Supporters of Iraqi Shiite radical leader Moqtada al-Sadr hold his picture in 2011
Supporters of Iraqi Shiite radical leader Moqtada al-Sadr hold his picture as they gather in Mustansiriyah Square in northeast Baghdad in 2011. Bahrain's foreign ministry summoned Iraq's envoy to the Gulf kingdom on Monday over what it charged were provocative comments made by Iraqi leaders, state media said. © Ahmad al-Rubaye - AFP/File
Supporters of Iraqi Shiite radical leader Moqtada al-Sadr hold his picture in 2011
AFP
Last updated: January 31, 2012

Bahrain condemns "irresponsible" Iraqi statements

Bahrain's foreign ministry summoned Iraq's envoy to the Gulf kingdom on Monday over what it charged were provocative comments made by Iraqi leaders, state media said.
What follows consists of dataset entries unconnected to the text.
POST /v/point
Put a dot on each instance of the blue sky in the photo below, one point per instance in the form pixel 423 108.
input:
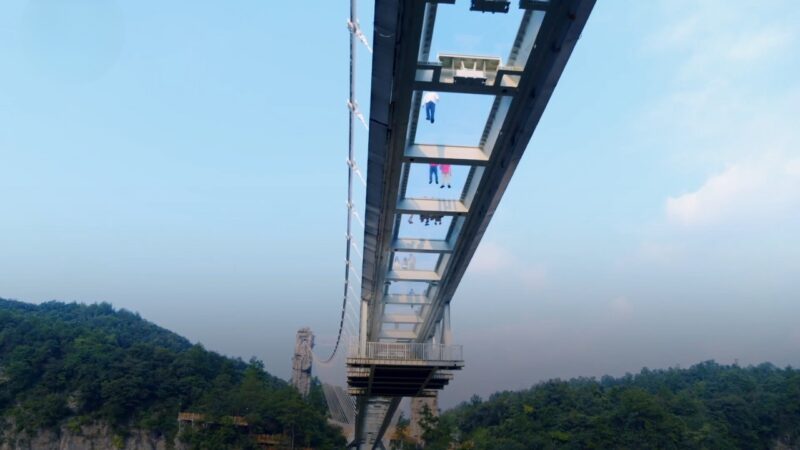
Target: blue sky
pixel 186 161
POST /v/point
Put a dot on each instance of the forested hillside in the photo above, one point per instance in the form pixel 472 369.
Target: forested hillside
pixel 708 406
pixel 74 365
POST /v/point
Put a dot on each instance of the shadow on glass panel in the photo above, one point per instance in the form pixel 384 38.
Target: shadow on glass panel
pixel 424 226
pixel 415 261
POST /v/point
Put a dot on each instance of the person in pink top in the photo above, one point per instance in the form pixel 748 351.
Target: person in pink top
pixel 447 174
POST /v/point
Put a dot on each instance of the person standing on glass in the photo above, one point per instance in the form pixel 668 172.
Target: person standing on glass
pixel 429 101
pixel 447 174
pixel 433 173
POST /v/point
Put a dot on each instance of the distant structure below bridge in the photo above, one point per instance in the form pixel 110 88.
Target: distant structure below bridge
pixel 301 362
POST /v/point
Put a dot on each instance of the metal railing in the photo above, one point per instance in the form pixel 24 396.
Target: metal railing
pixel 407 351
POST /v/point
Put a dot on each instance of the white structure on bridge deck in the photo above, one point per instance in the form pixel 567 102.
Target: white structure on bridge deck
pixel 405 346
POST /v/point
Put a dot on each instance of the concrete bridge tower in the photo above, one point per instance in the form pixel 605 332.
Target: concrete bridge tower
pixel 301 361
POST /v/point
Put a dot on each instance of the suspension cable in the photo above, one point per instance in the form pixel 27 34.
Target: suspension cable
pixel 354 113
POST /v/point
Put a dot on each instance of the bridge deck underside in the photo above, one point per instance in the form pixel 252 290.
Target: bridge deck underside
pixel 401 69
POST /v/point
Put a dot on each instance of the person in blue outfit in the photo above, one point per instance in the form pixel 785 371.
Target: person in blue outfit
pixel 433 173
pixel 429 101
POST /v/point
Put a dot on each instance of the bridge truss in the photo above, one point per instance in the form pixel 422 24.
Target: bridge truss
pixel 405 347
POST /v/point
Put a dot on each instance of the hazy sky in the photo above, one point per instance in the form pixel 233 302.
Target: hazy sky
pixel 186 160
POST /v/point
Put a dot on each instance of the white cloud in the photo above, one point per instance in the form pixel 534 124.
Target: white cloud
pixel 494 259
pixel 490 258
pixel 621 308
pixel 746 192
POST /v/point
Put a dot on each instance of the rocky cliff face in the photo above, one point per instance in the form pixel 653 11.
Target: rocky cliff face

The ministry complained to Iraqi envoy Najla Thamer Mahmud about the "unconstructive positions expressed in statements made by officials and political and religious leaders," the official Bahrain News Agency reported.

The ministry singled out Shiite radical leader Moqtada al-Sadr "who has repeatedly made irresponsible statements on Bahrain and its people, including calls for sedition in a way that represents a flagrant interference in Bahrain's internal affairs."

Sadr's movement holds several cabinet posts in Iraq's national unity government.

Bahrain called on the Iraqi government to "assume its full responsibilities regarding such statements, which violate the sovereignty and stability of Bahrain."

It also warned that those statements "do not help improve relations between the two brotherly countries as they stoke tension and destabilise regional security".

The complaint comes four days after Sadr reportedly egged on Bahraini protesters, telling them "to continue to demonstrate" as the first anniversary of Shiite-led pro-democracy protests in the Sunni-ruled archipelago approaches.

"You will prevail, and we are behind you, supporting you," Sadr reportedly said, addressing protesters in Bahrain, where security forces crushed a month-long protest movement last March.

Last year's crackdown left 35 people dead, including five security personnel and five detainees who were tortured to death, a commission appointed by King Hamad found.

The commission accused police of using torture and excessive force.